Plotinus is great, but tricky: I would never have gotten this far without having gone deeply through Sallustius first. Thanks again, [personal profile] boccaderlupo and [personal profile] temporaryreality, for encouraging me to dig deeply into him!

I 3: On Dialectic [The Upward Way]

There are two stages in the journey to the Divine: first, one must cross the threshold from the realm of lower life to the realm of the higher; and second, one must traverse the realm of the higher to its topmost peak. We will set aside the second stage for now and focus on the first.

The tools one uses depend on one's temperament, but in all cases the process is the same: one begins by pursuit of the physical; with training, one continues by pursuit of the abstract; finally, one eventually masters these and comes to the pursuit of the True. (For example, one might proceed from the love of people, to the love of ideals, and finally to Love itself; or one might proceed from practical thought, to abstract thought, and finally to Thought itself.)

The step from the abstract to the True involves Dialectic, which is the method of determining the nature of things and how they relate to one another. It is the essential tool of philosophy, just as arithmetic is the essential tool of engineering. But it is more than mere logic: logic deals only with rules, but Dialectic brings to bear all the faculties of the philosopher (e.g. lived experience, analogy). It works by examining particulars, determining what is common to them, and thereby resolving them into Unity; then it considers how Unity may resolve back into particulars, thereby coming full circle.

The use of Dialectic exercises the virtue of Wisdom. We call Wisdom a higher virtue since its use naturally causes the ripening of all other virtues.

Following On the Gods and the World X, it seems reasonable to describe three broad paths of ascent: the way of Desire (e.g. what Plotinus describes as the ἐρωτικός, "lover"), the way of Reason (e.g. what Plotinus describes as the φιλόσοφος, "philosopher"), and the way of Fight (which Plotinus describes as the μουσικός, "accomplished person"). These are highly reminiscent to me of the three yogas of the Bhagavad Gita and of the three goddesses contending for the apple. I should think, then, that the "higher virtues" are Temperance for a lover, Wisdom for a sage, and Courage for a man of accomplishment.

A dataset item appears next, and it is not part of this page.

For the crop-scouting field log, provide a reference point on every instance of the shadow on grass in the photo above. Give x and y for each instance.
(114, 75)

One thing I have personally been wondering about is how people in Magic Mondays often describe the experience of the Watcher on the Threshold, which is something I've never experienced. But put in these terms, it makes sense: the Watcher is a test of Courage, and since I don't follow an operative path, why should my tests come from that direction?

An Omen

Apr. 26th, 2022 04:47 pm
sdi: Oil painting of the Heliconian Muse whispering inspiration to Hesiod. (Default)

It's after work, and my wife and daughter are out at a play-date, so I figure I might as well take a crack at the next tractate of the Enneads. I'm tired from work, and maybe it'd be better if I just rested instead, but...

So I go out to the hammock in the backyard and lie down, open the Enneads to I 4, and start reading, and I get maybe a couple sentences in when—plop!—a bird swoops over and poops right on the page I'm reading.

Okay, okay, I'll go find something fun to do.